By The Associated Press
Three Democratic colleagues were in the room Wednesday when Rep. Gabrielle Giffords opened her eyes for the first time on her own since being shot in the head at a political event Saturday.
The breakthrough — publicly announced Wednesday night during President Obama’s speech at a memorial service for the six people who died in Tucson, Ariz. — came as New York Sen. Kirsten Gillibrand, House Democratic Leader Nancy Pelosi and Florida Rep. Debbie Wasserman Schultz were sitting at Giffords’ bedside. All three are close friends of the Arizona congresswoman.
The moment “felt like we were watching a miracle,” Wasserman Schultz told reporters Wednesday night on their way back to Washington with Obama aboard Air Force One. “Other than the birth of my kids, this was the most incredible feeling to see … one of your closest friends just struggle to come back to you.”

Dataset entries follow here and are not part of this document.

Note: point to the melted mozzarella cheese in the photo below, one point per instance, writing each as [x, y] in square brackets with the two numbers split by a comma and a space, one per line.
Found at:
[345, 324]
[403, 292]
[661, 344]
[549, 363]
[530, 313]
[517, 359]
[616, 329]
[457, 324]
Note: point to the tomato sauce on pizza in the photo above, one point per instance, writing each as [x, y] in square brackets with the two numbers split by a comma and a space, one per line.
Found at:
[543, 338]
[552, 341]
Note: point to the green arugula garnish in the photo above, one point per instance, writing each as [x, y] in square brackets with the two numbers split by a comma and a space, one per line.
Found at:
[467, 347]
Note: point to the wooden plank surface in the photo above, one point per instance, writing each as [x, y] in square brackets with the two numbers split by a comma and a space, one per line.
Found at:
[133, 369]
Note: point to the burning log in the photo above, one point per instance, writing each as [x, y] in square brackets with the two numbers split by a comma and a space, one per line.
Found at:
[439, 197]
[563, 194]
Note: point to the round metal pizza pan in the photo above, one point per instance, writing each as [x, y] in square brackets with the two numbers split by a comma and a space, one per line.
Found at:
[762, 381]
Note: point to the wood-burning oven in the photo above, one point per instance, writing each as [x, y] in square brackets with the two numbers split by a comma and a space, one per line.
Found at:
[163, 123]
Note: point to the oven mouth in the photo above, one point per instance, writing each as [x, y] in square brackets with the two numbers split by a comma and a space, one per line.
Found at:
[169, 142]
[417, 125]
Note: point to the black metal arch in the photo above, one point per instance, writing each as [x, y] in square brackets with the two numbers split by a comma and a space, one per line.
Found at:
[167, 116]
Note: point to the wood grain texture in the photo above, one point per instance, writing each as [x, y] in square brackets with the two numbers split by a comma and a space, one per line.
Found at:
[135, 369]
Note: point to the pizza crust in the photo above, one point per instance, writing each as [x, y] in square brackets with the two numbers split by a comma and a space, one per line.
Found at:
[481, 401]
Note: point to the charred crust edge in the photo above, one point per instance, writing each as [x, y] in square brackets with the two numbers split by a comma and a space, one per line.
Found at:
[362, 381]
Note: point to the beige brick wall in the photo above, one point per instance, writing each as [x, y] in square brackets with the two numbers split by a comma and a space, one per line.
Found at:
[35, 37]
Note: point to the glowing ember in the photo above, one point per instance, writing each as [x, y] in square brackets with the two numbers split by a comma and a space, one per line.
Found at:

Giffords has since begun yawning and spontaneously waking on her own, her attending physician Dr. Peter Rhee told reporters Thursday morning. She has begun physical therapy, with medical team members helping her to sit up and dangle her legs from the side of the bed.
Rhee credited Wednesday’s “significant” breakthrough — the first time Giffords had opened her eyes in response to her surroundings. (On Sunday, Giffords’ eyes briefly flickered in response to stimulation, doctors said.)
The three lawmakers had been telling Giffords about how they’d take her out after she recovered, maybe “for beer and pizza,” when Giffords’ right eye began to flutter. (Her left eye, damaged in the attack, is bandaged.) Giffords’ husband, astronaut Mark Kelly, leaped to his feet and began encouraging his wife to open her eyes.
[Doctors: Giffords '101% likely' to survive]
“It was the most amazing thing,” Wasserman Schultz told “Good Morning America.”
“All of a sudden, at that point, she just started to open her eyes just a slit. And nobody could believe it,” the Florida Democrat said. “I mean, we were just — we were stunned.”